What is the latest thinking/discussion about this? I tried to search LW/AF but haven't found a lot of discussions, especially positive arguments for HCH being good. Do you have any links or docs you can share?
How do you think about the general unreliability of human reasoning (for example, the majority of professional decision theorists apparently being two-boxers and favoring CDT, and general overconfidence of almost everyone on all kinds of topics, including morality and meta-ethics and other topics relevant for AI alignment) in relation to HCH? What are your guesses for how future historians would complete the following sentence? Despite human reasoning being apparently very unreliable, HCH was a good approximation target for AI because ...

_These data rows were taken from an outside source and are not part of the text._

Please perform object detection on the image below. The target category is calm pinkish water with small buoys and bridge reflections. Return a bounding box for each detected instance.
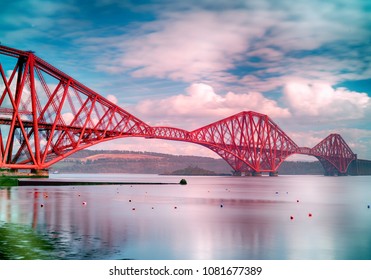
[0,174,371,260]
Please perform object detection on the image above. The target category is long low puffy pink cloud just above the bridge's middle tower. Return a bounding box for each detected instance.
[133,83,290,129]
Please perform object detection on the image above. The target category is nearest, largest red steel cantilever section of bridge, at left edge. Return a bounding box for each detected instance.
[0,46,150,169]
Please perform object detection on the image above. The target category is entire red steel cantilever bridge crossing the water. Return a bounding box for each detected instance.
[0,46,356,175]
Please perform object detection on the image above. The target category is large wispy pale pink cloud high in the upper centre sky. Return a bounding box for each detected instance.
[121,11,263,82]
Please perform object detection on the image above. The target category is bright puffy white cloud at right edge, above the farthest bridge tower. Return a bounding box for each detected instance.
[284,82,371,121]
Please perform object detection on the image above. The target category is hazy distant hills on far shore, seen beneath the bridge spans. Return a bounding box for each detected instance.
[51,150,323,175]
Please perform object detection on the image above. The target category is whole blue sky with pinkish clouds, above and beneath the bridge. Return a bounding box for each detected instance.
[0,0,371,160]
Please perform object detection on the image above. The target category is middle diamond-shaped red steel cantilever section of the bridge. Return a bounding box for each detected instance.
[191,111,298,172]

I'm curious if you have an opinion on where the burden of proof lies when it comes to claims like these. I feel like in practice it's up to people like me to offer sufficiently convincing skeptical arguments if we want to stop AI labs from pursuing their plans (since we have little power to do anything else) but morally shouldn't the AI labs have much stronger theoretical foundations for their alignment approaches before e.g. trying to build a human-level alignment researcher in 4 years? (Because if the alignment approach doesn't work, we would either end up with an unaligned AGI or be very close to being able to build AGI but with no way to align it.)